Through data obtained by public records requests and interviews, here’s how officials plan to offset the shortfall, which consists of at least four layoffs:
• $250,000: Taking this additional amount from a fire equipment and vehicle fund, subsidized mostly through ambulance billing.
In past years, city officials took $150,000 annually from this account. In 2014, they expect to take $400,000 — a $250,000 increase — from this account.
• $184,300: Laying off four fulltime firefighters.
These layoffs should occur by May, tentatively reducing full-time fire department staffing levels from 53 to 49.
• $94,400: Various fire department cuts.
These reductions include eliminating $42,600 in overtime, scrapping $41,800 in taxpayer-funded physicals and physical fitness bonuses and $10,000 in training.

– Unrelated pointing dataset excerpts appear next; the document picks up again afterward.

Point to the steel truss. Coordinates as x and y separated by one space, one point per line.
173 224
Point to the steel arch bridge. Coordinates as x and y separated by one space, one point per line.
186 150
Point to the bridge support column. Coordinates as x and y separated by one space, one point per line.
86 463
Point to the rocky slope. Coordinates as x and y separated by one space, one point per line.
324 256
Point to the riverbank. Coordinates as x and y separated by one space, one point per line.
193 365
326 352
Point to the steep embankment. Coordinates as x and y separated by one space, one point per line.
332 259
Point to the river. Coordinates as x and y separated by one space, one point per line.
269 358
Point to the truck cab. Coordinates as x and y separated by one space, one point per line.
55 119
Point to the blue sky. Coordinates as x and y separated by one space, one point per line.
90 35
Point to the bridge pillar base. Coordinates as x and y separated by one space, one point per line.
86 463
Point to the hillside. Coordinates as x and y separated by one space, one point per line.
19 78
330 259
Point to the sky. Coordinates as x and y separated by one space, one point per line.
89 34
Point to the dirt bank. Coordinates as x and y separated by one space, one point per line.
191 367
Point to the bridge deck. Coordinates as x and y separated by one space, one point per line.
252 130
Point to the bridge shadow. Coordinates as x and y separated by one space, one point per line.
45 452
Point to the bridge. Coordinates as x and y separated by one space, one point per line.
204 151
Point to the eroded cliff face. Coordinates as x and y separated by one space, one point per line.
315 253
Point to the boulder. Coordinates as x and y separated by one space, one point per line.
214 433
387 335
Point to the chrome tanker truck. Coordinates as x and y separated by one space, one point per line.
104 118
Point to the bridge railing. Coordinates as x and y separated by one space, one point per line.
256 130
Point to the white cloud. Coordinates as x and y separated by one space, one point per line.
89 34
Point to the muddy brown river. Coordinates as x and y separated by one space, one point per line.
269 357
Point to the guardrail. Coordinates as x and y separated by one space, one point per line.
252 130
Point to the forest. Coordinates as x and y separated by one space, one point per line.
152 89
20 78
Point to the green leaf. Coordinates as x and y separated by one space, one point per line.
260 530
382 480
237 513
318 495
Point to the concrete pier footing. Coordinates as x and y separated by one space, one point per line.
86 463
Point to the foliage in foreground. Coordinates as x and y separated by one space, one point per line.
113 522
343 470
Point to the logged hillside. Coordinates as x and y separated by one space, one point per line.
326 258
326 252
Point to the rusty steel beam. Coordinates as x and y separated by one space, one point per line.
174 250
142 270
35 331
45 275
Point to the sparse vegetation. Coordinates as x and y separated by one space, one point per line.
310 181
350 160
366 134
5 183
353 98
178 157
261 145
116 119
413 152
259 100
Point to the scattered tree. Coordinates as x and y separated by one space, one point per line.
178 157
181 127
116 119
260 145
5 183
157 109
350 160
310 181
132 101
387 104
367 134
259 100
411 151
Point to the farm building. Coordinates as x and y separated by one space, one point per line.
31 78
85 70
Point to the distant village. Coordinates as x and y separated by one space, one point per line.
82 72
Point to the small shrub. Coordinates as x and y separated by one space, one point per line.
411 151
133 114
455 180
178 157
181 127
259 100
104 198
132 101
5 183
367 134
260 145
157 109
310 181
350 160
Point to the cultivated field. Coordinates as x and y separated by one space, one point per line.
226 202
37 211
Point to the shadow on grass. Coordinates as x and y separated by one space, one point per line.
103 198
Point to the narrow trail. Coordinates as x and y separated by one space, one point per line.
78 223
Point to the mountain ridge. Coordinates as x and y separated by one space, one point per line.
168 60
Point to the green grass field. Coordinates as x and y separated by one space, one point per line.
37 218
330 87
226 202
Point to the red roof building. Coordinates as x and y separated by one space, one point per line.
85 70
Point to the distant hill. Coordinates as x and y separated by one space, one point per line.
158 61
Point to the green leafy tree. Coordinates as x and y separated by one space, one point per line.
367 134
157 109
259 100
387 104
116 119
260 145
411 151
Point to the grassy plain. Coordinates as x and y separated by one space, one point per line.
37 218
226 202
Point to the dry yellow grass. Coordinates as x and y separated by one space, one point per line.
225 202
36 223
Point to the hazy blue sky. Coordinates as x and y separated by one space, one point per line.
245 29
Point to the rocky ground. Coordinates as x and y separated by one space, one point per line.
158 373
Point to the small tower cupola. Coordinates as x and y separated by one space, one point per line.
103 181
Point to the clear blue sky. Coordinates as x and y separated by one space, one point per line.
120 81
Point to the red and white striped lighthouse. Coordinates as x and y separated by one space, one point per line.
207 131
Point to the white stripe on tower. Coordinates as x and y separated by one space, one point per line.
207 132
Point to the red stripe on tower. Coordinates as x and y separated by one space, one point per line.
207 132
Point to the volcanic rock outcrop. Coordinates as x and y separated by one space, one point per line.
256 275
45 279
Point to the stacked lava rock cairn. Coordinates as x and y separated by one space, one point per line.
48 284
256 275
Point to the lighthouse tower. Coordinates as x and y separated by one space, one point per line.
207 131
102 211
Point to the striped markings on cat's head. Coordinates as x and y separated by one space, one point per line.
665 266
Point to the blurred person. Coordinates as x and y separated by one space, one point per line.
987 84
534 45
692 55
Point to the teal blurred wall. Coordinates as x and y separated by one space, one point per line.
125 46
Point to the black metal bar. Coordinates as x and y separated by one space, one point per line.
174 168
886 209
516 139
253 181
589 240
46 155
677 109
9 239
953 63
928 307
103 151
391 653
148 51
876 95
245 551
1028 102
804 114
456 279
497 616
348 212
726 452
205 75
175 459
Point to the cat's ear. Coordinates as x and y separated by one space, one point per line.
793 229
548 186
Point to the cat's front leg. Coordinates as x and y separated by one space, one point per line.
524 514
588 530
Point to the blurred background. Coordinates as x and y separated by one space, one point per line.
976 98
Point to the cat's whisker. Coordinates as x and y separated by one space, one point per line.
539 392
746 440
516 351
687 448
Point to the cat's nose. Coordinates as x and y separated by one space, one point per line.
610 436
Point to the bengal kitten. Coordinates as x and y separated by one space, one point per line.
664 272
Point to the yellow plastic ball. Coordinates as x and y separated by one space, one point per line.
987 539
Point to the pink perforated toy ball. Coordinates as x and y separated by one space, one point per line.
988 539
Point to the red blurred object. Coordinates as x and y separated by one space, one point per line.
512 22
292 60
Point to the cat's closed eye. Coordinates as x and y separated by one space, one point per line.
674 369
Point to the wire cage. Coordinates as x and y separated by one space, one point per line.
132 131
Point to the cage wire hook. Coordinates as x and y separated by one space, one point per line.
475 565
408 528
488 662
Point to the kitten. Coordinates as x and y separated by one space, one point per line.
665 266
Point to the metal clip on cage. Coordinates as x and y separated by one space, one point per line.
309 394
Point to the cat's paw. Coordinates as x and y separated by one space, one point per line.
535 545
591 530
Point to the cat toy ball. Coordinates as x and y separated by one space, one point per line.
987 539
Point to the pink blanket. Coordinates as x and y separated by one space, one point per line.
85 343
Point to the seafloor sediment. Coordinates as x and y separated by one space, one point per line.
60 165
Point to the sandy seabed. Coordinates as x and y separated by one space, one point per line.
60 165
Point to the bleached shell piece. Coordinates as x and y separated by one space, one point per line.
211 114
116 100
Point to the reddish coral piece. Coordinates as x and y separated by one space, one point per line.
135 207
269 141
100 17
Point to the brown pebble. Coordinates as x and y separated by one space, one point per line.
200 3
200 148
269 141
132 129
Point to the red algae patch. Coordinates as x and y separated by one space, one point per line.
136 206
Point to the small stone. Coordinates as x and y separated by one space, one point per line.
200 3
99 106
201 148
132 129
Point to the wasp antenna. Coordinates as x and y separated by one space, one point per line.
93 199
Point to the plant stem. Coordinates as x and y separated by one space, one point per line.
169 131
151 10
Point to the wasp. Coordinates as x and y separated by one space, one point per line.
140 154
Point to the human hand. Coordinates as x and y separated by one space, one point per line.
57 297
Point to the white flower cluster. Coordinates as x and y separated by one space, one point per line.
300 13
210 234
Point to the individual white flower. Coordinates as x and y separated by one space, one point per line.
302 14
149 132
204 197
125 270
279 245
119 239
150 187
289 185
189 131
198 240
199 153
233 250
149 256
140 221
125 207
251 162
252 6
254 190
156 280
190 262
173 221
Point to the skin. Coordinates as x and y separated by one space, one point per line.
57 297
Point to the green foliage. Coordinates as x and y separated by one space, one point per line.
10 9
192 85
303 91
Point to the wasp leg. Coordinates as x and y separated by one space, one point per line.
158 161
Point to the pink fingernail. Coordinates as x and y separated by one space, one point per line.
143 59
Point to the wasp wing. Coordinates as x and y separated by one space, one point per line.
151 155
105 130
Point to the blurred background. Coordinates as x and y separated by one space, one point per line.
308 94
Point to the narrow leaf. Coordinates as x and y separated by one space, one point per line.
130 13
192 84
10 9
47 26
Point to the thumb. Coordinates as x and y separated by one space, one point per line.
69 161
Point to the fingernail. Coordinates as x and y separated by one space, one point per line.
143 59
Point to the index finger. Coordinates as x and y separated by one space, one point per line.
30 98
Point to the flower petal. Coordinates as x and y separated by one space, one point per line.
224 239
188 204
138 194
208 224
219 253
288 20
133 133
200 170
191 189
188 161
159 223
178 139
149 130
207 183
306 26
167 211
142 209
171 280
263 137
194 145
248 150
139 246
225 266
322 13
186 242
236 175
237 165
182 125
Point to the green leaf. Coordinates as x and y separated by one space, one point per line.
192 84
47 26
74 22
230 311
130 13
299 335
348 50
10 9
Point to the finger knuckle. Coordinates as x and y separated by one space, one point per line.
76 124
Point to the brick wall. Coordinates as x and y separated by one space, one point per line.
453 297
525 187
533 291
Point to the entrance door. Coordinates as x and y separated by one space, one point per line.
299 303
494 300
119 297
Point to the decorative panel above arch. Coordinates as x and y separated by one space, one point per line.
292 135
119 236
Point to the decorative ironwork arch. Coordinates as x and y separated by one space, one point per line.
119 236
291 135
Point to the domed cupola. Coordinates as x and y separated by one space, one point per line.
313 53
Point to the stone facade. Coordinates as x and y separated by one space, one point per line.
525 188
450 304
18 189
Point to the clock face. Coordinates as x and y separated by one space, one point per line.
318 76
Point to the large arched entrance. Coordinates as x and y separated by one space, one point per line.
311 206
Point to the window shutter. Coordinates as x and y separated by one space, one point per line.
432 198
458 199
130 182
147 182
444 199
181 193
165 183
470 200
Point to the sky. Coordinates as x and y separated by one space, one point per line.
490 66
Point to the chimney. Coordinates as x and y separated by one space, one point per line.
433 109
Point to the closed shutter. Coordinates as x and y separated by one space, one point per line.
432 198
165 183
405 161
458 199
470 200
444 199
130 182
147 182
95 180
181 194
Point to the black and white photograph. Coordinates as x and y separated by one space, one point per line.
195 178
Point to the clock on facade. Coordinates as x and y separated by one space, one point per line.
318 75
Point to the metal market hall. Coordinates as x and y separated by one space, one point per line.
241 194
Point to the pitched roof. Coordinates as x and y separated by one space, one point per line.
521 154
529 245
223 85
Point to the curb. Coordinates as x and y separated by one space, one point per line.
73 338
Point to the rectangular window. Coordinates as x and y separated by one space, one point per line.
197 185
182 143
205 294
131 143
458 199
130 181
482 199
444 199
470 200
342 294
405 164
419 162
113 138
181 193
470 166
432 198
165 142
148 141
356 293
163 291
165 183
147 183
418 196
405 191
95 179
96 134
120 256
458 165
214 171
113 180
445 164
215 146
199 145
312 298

• $176,000: Extra money from the federal government for fire employment.
Three years ago, the fire department obtained a $1 million grant to employ six full-time firefighters. The grant, however, expired in December, forcing fire commanders to implement layoffs.
But local fire commanders still banked $176,000 without spending the funds.
The federal government allowed city officials to keep this money for salaries, which should last until May.
• $72,500: Various police department cuts with no reductions to staffing levels.
• $322,800: The leftover or outstanding amount needed to cut.
Officials could cover this amount from the city’s savings, or reserves account, totaling $4.2 million today.
But keep in mind: Officials need a robust savings account, ideally 25 percent of their total budget, to help obtain lower interest rates for construction projects and to bail themselves out of any finance-zapping emergencies.
Additional layoffs or other reductions to city services would could also occur.